Almanya'dan sinsi Türkiye planı!
Türk düşmanlığının, iç siyasette seçim malzemesi yapıldığı Almanya yeni ajanlar arıyor. İstihbarata sürekli bilgi akışı sağlayacak ajan adaylarının iyi derecede Türkçe ve Kürtçe bilmesi gerekiyor.

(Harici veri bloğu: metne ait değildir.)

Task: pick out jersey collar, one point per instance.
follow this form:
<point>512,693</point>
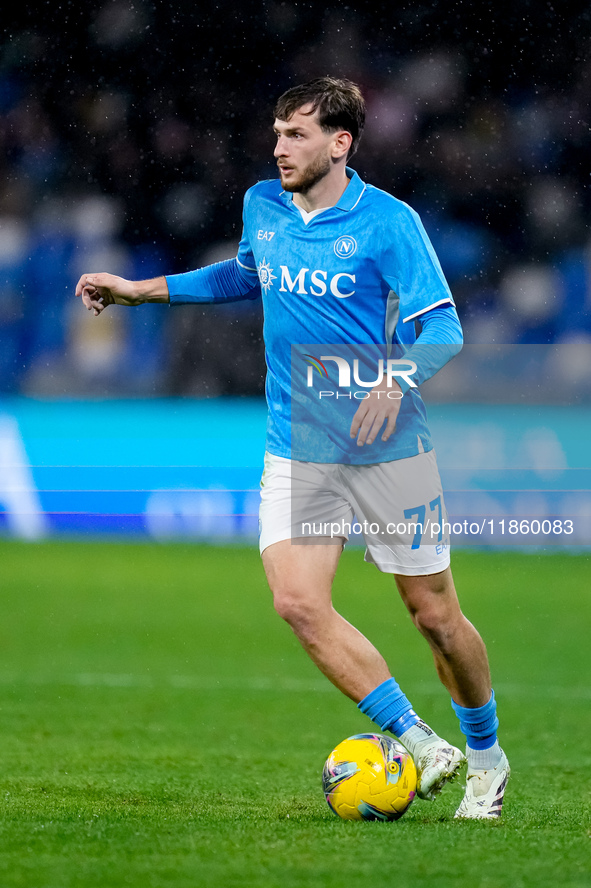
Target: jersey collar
<point>349,198</point>
<point>352,193</point>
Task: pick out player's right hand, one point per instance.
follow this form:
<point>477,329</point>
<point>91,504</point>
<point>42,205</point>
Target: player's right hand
<point>101,289</point>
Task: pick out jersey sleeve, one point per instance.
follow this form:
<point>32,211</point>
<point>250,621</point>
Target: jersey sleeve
<point>439,341</point>
<point>228,281</point>
<point>410,266</point>
<point>222,282</point>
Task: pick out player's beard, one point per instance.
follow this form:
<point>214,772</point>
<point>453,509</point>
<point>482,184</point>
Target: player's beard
<point>310,176</point>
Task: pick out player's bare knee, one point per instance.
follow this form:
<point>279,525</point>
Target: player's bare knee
<point>296,608</point>
<point>437,626</point>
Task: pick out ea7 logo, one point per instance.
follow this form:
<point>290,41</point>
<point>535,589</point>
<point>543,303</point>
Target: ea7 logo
<point>319,283</point>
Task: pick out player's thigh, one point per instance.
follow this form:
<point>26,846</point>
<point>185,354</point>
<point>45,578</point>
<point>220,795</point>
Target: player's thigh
<point>431,599</point>
<point>300,576</point>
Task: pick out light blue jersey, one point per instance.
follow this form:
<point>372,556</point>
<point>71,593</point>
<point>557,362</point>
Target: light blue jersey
<point>357,273</point>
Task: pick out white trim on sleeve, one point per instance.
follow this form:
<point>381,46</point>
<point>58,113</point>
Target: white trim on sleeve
<point>247,267</point>
<point>445,301</point>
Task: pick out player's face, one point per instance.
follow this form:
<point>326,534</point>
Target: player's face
<point>303,151</point>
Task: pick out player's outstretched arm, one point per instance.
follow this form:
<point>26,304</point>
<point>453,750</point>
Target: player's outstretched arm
<point>99,289</point>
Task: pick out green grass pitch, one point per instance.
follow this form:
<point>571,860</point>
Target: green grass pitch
<point>160,727</point>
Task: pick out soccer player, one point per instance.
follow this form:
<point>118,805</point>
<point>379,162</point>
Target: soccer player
<point>342,264</point>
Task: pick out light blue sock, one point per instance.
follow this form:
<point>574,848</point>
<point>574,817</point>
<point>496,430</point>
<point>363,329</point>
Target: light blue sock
<point>479,725</point>
<point>389,708</point>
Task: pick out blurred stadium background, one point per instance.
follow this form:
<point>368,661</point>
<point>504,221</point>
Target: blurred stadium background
<point>129,132</point>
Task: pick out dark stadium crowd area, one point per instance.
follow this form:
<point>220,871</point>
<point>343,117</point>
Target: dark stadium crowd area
<point>129,132</point>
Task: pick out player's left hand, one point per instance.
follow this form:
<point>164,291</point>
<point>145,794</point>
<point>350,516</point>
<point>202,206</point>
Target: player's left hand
<point>382,406</point>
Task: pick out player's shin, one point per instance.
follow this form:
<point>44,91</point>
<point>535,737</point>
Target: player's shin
<point>479,726</point>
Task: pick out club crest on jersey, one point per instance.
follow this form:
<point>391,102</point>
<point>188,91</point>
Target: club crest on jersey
<point>345,246</point>
<point>266,276</point>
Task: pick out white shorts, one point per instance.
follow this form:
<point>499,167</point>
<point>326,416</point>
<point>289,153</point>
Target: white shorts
<point>397,507</point>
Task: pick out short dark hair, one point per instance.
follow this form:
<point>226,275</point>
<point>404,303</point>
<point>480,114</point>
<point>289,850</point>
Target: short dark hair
<point>339,103</point>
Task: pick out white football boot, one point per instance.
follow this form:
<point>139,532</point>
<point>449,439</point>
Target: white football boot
<point>484,792</point>
<point>437,763</point>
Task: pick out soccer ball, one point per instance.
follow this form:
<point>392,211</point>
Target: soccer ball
<point>369,777</point>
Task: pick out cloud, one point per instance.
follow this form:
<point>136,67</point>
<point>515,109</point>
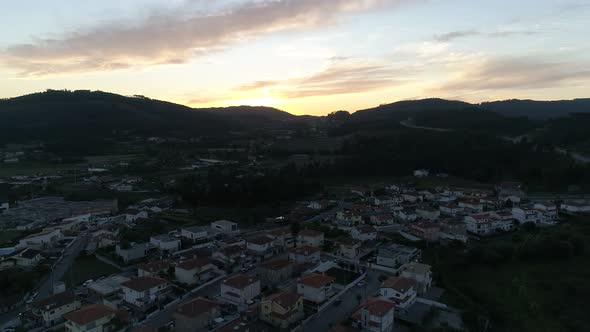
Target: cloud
<point>337,79</point>
<point>515,73</point>
<point>454,35</point>
<point>171,38</point>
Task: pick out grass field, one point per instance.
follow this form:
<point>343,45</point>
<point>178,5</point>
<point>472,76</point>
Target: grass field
<point>527,281</point>
<point>87,267</point>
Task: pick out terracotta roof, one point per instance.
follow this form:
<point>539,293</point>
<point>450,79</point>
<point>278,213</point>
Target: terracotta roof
<point>89,314</point>
<point>400,284</point>
<point>376,307</point>
<point>305,250</point>
<point>276,265</point>
<point>316,280</point>
<point>143,283</point>
<point>240,281</point>
<point>285,299</point>
<point>55,301</point>
<point>194,263</point>
<point>197,307</point>
<point>310,233</point>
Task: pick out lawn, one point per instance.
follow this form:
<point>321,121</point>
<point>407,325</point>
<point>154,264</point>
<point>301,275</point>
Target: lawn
<point>343,277</point>
<point>527,281</point>
<point>87,267</point>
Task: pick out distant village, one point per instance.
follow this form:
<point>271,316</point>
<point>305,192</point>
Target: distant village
<point>342,261</point>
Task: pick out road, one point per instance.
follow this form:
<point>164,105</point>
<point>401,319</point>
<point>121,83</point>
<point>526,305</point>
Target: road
<point>45,289</point>
<point>334,314</point>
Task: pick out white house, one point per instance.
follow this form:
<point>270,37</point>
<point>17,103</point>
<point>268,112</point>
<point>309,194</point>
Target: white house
<point>194,271</point>
<point>315,287</point>
<point>225,226</point>
<point>41,240</point>
<point>144,291</point>
<point>400,290</point>
<point>311,237</point>
<point>364,233</point>
<point>240,289</point>
<point>375,315</point>
<point>194,233</point>
<point>421,273</point>
<point>304,254</point>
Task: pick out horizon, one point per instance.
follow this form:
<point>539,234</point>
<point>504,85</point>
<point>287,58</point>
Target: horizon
<point>306,57</point>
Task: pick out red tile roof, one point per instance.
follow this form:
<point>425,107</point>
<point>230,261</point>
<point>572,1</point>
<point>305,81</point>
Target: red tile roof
<point>89,314</point>
<point>143,283</point>
<point>197,307</point>
<point>316,280</point>
<point>240,281</point>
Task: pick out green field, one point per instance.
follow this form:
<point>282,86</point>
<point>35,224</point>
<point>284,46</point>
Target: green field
<point>527,281</point>
<point>87,267</point>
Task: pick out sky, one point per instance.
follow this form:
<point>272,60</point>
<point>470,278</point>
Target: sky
<point>302,56</point>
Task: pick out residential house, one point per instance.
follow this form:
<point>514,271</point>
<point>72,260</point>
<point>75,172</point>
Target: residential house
<point>275,272</point>
<point>375,315</point>
<point>166,243</point>
<point>396,255</point>
<point>315,287</point>
<point>364,233</point>
<point>196,315</point>
<point>311,238</point>
<point>153,269</point>
<point>194,233</point>
<point>402,291</point>
<point>225,226</point>
<point>349,248</point>
<point>92,318</point>
<point>421,273</point>
<point>426,230</point>
<point>134,252</point>
<point>282,310</point>
<point>240,289</point>
<point>305,254</point>
<point>52,309</point>
<point>193,271</point>
<point>41,240</point>
<point>142,292</point>
<point>427,213</point>
<point>260,246</point>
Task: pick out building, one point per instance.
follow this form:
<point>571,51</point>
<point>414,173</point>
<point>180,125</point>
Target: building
<point>198,314</point>
<point>275,272</point>
<point>311,238</point>
<point>41,240</point>
<point>260,246</point>
<point>134,252</point>
<point>166,243</point>
<point>402,291</point>
<point>194,233</point>
<point>194,271</point>
<point>142,292</point>
<point>92,318</point>
<point>282,309</point>
<point>225,226</point>
<point>396,255</point>
<point>305,254</point>
<point>421,273</point>
<point>375,315</point>
<point>53,308</point>
<point>426,230</point>
<point>240,289</point>
<point>349,248</point>
<point>315,287</point>
<point>364,233</point>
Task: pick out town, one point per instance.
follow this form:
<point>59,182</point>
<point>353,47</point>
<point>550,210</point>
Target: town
<point>353,258</point>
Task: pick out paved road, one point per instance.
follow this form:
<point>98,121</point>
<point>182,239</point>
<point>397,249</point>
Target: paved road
<point>334,314</point>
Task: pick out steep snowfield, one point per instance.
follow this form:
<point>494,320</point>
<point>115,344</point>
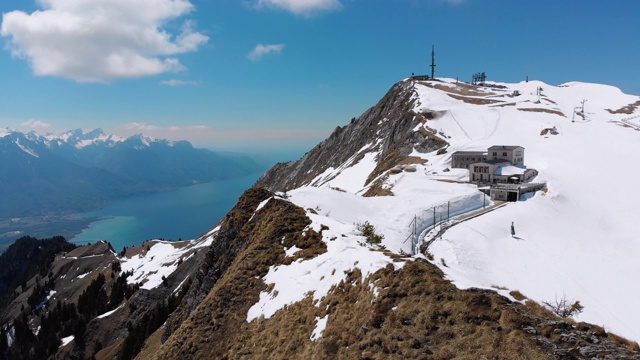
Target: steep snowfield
<point>161,260</point>
<point>578,240</point>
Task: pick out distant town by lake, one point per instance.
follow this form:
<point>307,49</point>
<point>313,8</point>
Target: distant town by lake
<point>182,214</point>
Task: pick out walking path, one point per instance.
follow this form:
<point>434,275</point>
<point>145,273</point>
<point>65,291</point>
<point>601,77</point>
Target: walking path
<point>430,234</point>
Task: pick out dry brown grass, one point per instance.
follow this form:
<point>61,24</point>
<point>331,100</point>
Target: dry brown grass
<point>415,315</point>
<point>629,109</point>
<point>504,105</point>
<point>549,111</point>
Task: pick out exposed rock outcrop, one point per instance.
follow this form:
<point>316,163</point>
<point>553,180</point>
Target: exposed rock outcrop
<point>387,129</point>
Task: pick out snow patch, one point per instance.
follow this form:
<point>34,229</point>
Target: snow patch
<point>321,324</point>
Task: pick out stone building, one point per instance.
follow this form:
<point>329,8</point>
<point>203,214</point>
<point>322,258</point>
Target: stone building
<point>499,164</point>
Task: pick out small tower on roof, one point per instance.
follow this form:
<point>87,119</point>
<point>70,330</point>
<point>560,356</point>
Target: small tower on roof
<point>433,62</point>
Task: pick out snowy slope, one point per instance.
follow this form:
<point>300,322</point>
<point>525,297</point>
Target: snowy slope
<point>578,240</point>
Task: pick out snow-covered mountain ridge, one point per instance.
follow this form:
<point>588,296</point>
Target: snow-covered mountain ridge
<point>293,270</point>
<point>578,239</point>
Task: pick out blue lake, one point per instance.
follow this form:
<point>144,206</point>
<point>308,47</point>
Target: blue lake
<point>185,213</point>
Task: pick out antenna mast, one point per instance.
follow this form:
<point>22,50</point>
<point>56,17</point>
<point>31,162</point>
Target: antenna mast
<point>433,62</point>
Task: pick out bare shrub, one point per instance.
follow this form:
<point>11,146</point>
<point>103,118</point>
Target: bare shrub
<point>564,307</point>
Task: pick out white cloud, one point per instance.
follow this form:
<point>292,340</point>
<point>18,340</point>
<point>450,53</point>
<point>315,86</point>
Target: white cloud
<point>176,82</point>
<point>98,41</point>
<point>201,134</point>
<point>301,7</point>
<point>261,50</point>
<point>36,125</point>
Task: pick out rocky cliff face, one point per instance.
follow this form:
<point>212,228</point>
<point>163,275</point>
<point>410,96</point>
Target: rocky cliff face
<point>379,305</point>
<point>415,314</point>
<point>387,129</point>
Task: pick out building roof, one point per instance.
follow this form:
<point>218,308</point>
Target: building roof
<point>481,152</point>
<point>508,170</point>
<point>492,162</point>
<point>505,147</point>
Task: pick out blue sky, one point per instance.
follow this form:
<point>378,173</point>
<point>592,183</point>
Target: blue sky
<point>247,74</point>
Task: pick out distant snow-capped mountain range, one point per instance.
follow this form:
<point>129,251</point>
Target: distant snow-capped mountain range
<point>80,139</point>
<point>78,171</point>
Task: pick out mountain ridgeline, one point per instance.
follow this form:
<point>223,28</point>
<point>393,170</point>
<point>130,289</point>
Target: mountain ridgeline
<point>281,278</point>
<point>76,171</point>
<point>389,124</point>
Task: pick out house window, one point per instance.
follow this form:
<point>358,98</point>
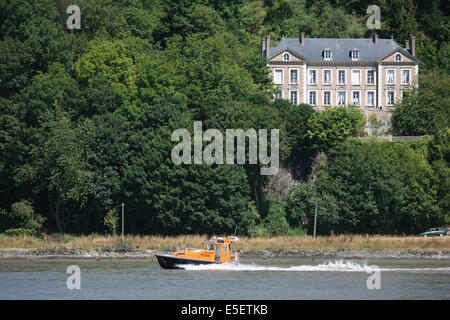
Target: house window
<point>341,98</point>
<point>405,76</point>
<point>356,77</point>
<point>355,98</point>
<point>370,76</point>
<point>312,76</point>
<point>279,94</point>
<point>313,98</point>
<point>370,98</point>
<point>278,76</point>
<point>390,77</point>
<point>327,98</point>
<point>294,76</point>
<point>326,76</point>
<point>390,98</point>
<point>294,97</point>
<point>341,76</point>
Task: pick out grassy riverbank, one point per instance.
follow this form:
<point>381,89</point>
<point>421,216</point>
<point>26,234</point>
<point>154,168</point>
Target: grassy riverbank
<point>341,242</point>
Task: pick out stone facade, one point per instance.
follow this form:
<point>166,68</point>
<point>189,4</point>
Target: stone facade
<point>370,73</point>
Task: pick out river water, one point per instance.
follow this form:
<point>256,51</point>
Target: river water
<point>272,278</point>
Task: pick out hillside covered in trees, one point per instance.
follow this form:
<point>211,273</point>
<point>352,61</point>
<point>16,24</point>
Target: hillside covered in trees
<point>86,118</point>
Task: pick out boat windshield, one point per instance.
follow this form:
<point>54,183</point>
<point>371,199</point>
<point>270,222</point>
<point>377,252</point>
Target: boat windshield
<point>208,246</point>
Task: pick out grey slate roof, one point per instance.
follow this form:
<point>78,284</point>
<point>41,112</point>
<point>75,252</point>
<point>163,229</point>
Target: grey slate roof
<point>313,48</point>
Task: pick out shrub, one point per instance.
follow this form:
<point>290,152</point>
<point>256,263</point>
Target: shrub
<point>124,247</point>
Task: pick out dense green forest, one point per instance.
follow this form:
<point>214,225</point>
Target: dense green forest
<point>86,118</point>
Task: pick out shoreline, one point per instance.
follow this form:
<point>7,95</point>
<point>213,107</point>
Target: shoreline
<point>264,254</point>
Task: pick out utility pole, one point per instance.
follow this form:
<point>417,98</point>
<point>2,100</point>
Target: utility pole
<point>122,219</point>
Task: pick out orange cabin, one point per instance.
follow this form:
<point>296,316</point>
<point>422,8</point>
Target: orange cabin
<point>218,250</point>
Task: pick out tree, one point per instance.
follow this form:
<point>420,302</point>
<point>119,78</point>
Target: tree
<point>335,124</point>
<point>56,168</point>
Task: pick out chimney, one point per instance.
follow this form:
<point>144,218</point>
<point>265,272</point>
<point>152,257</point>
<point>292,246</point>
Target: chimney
<point>263,48</point>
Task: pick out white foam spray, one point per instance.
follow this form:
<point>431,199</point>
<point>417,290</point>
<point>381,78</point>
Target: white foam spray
<point>336,266</point>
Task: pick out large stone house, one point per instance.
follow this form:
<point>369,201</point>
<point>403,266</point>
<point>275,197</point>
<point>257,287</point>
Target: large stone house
<point>370,73</point>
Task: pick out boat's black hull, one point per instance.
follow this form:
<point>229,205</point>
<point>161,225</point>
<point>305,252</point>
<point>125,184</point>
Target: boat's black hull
<point>170,262</point>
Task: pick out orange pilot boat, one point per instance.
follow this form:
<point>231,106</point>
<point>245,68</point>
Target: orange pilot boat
<point>215,251</point>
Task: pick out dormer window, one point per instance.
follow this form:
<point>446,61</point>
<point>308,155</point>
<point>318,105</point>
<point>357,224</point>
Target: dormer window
<point>354,54</point>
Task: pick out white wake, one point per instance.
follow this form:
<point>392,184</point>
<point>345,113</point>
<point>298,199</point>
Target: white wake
<point>338,266</point>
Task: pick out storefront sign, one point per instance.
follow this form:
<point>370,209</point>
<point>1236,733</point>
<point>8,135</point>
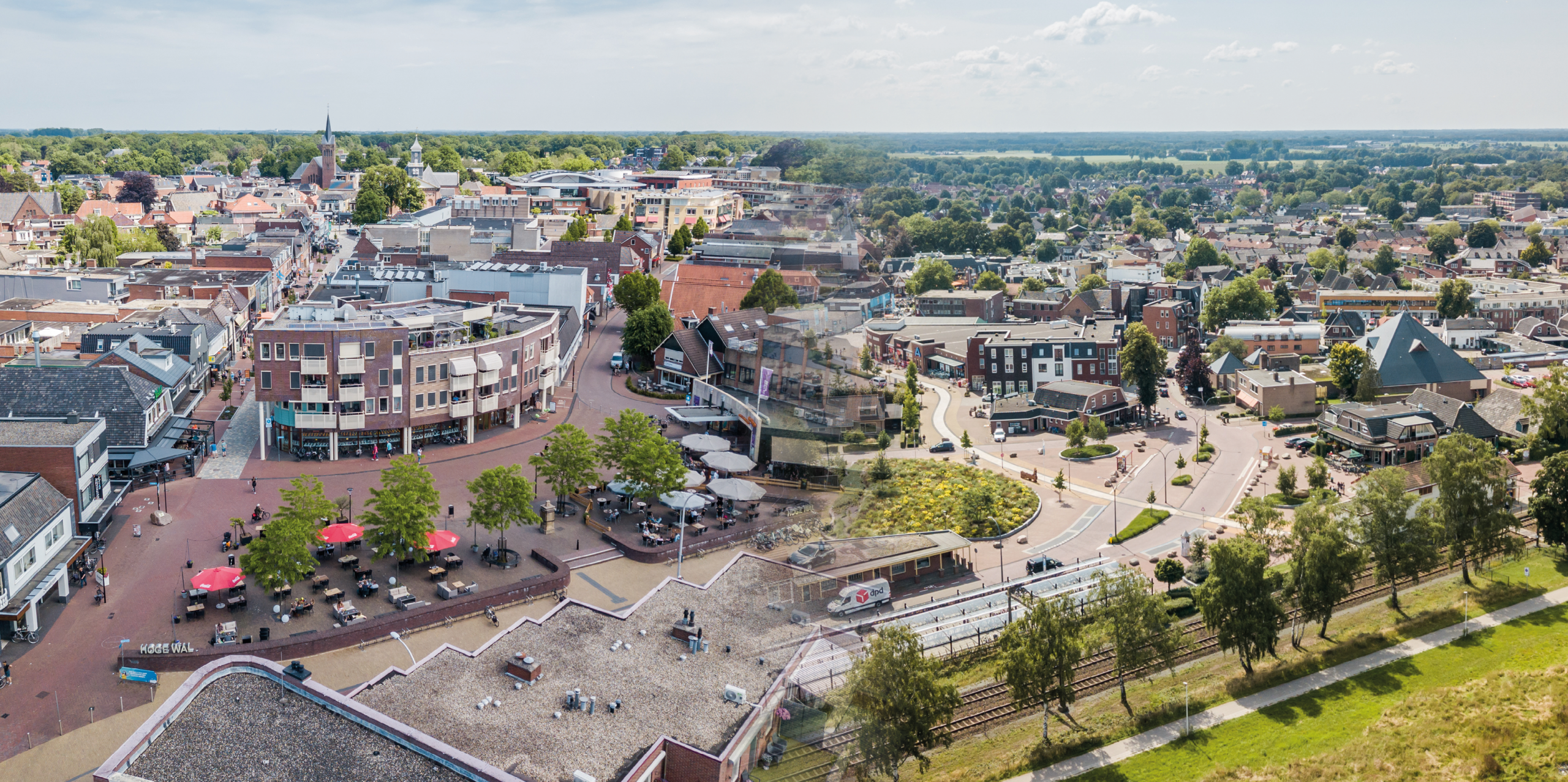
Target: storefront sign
<point>179,647</point>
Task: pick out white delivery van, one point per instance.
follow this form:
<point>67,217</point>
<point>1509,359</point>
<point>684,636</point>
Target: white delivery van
<point>861,596</point>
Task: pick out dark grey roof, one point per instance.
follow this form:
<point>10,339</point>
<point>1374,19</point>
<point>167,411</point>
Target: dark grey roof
<point>1502,409</point>
<point>1407,354</point>
<point>27,503</point>
<point>1452,414</point>
<point>108,392</point>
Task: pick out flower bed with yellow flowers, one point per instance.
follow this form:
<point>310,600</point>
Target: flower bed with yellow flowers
<point>925,495</point>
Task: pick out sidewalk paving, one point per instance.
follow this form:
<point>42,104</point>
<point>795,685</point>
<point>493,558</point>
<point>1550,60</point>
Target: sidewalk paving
<point>1250,704</point>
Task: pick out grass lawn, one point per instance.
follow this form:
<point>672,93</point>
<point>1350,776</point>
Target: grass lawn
<point>1140,523</point>
<point>1014,748</point>
<point>1088,451</point>
<point>1321,727</point>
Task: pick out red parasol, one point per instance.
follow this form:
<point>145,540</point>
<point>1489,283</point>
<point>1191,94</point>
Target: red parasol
<point>441,539</point>
<point>341,533</point>
<point>219,579</point>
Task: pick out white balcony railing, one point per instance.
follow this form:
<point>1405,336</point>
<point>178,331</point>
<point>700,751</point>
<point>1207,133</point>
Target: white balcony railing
<point>315,421</point>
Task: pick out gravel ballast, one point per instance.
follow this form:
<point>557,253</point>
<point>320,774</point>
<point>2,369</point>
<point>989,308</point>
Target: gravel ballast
<point>661,693</point>
<point>242,727</point>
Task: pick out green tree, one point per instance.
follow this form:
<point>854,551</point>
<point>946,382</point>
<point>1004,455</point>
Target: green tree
<point>1239,300</point>
<point>771,292</point>
<point>1550,500</point>
<point>1473,500</point>
<point>647,330</point>
<point>502,498</point>
<point>1324,568</point>
<point>1076,434</point>
<point>636,291</point>
<point>1200,252</point>
<point>1317,475</point>
<point>1142,363</point>
<point>402,511</point>
<point>899,699</point>
<point>287,552</point>
<point>1454,299</point>
<point>567,462</point>
<point>1039,655</point>
<point>930,274</point>
<point>1346,236</point>
<point>1238,602</point>
<point>1090,283</point>
<point>1227,344</point>
<point>990,281</point>
<point>1536,253</point>
<point>1346,363</point>
<point>1133,622</point>
<point>1398,545</point>
<point>1370,385</point>
<point>1169,571</point>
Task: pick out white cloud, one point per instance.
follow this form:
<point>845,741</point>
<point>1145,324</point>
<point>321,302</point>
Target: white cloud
<point>1233,52</point>
<point>1096,23</point>
<point>992,54</point>
<point>905,30</point>
<point>1388,66</point>
<point>871,59</point>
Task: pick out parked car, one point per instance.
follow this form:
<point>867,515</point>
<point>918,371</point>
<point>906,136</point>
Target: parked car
<point>813,555</point>
<point>1040,564</point>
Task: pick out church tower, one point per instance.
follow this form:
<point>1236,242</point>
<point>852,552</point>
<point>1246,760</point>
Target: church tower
<point>416,162</point>
<point>328,154</point>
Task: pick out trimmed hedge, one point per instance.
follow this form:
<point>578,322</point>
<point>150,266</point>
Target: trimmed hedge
<point>1140,523</point>
<point>1088,451</point>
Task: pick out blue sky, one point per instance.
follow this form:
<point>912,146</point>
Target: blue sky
<point>850,65</point>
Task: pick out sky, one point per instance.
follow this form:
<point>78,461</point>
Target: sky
<point>785,66</point>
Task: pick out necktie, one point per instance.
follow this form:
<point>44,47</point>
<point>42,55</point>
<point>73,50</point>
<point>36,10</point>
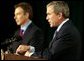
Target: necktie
<point>21,32</point>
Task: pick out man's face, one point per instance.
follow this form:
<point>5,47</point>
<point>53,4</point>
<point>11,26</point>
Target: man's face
<point>20,17</point>
<point>52,17</point>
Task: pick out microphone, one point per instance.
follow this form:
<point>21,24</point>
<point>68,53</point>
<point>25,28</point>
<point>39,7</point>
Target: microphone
<point>14,38</point>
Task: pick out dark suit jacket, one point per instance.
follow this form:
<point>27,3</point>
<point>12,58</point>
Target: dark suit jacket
<point>66,45</point>
<point>33,36</point>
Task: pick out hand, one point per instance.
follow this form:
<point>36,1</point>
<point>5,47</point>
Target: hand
<point>22,49</point>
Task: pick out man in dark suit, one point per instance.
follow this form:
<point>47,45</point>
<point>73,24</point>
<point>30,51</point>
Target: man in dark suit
<point>32,36</point>
<point>66,42</point>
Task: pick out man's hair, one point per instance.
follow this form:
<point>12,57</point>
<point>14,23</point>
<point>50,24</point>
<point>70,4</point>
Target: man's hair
<point>26,7</point>
<point>60,6</point>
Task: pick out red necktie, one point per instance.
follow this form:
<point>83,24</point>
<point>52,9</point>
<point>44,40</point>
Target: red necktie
<point>21,32</point>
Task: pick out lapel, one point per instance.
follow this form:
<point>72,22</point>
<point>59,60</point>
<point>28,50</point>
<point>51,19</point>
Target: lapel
<point>54,38</point>
<point>28,33</point>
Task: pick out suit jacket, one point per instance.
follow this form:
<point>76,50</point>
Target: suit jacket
<point>33,36</point>
<point>66,45</point>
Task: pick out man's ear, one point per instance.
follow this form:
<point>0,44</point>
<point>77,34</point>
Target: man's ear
<point>27,15</point>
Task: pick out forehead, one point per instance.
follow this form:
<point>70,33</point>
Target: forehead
<point>18,10</point>
<point>50,9</point>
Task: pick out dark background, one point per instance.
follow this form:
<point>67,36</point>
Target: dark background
<point>8,25</point>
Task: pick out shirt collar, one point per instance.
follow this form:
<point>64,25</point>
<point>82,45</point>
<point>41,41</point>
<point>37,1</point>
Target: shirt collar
<point>62,24</point>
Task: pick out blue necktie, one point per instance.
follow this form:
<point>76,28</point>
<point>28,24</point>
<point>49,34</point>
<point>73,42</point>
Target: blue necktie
<point>21,32</point>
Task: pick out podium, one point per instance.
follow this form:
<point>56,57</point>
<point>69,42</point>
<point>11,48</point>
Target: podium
<point>20,57</point>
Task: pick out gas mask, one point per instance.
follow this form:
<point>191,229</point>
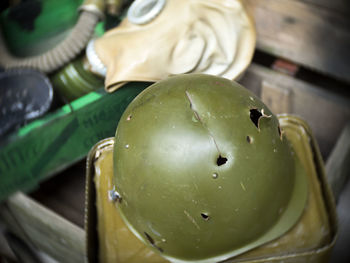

Alman İç İstihbarat Teşkilatı (BfV), resmi internet sitesinden dikkat çekici bir ilan yayınladı. İstihbarat teşkilatına yeni ajanlar adaylarının arandığı bilgisi paylaşılan ilanda, başvuracak kişilerin Türkçe veya Kürtçe’nin Kurmanci ve Sorani lehçelerini çok iyi derecede bilmesi istendi.
Almanca'dan çevirecek
Ayrıca bu adayların gündelik siyaseti yakından takip etmeleri gerektiği ve Türkiye’yi yakından ilgilendiren konulara hakim olmaları vurgulandı. Yeni alınacak ajanlar Türkiye’deki tüm gelişmeleri an be an takip edecek. Özellikle terör örgütü PKK ile mücadele sırasında, örgütten gönderilen mesajların anında istihbarat servisine iletilmesinde rol üstlenecekler. Türk medyasında çıkan haberler, Almanca’ya çevrilerek yine kuruma teslim edilecek. Türkiye’deki siyasi konular hakkında da geniş bilgi sahibi olması istenen ajanlar, görevlerinde başarılı olurlarsa daha sonra memur statüsüne geçirilecek.
İstihbarata aktaracak
Başta Gezi Parkı olayları olmak üzere, Türkiye’de kaos oluşturmayı hedefleyen her türlü provokasyon girişiminde parmağı olduğu ortaya çıkan Almanya’nın bu hamlesi farklı iddialara neden oldu. Söz konusu personelin, günümüzde Alman medyasının yaptığı gibi Türkiye’deki gelişmeleri çarpıtarak sosyal medyada dolaşıma sokmak üzere görevlendirilebileceği ihtimali üzerinde duruluyor. Toplumsal hassasiyetin yüksek seviyelere ulaştığı günlerde devreye girecek olan ajan ekibinin, kitlesel tepkilere neden olacak şekilde provokasyonlara imza atabileceği ya da planlayabileceği değerlendiriliyor. Almanya’nın benzer politikası, ağaçları bahane ederek Türkiye’yi yangın yerine çeviren Gezi Parkı olayları sırasında deşifre olmuştu.
Bilindik senaryo sahnede
Başta Alman Parlamenter Cloudia Roth olmak üzere çok sayıda BND ajanı tarafından organize edilen provokatörler, sokaklara inerek vatandaşın malını talan etmişti. Bu sırada Alman medyası da dünyaya canlı yayın yaparak, Türkiye’de bir iç savaş olduğu izlenimini vermeye çalışmıştı. Provokatörler ‘masum gösterici’ olarak lanse edilirken, güvenlik güçlerinin müdahalesi ise ‘özgürlüklerin kısıtlanması’ şeklinde servis edilmişti.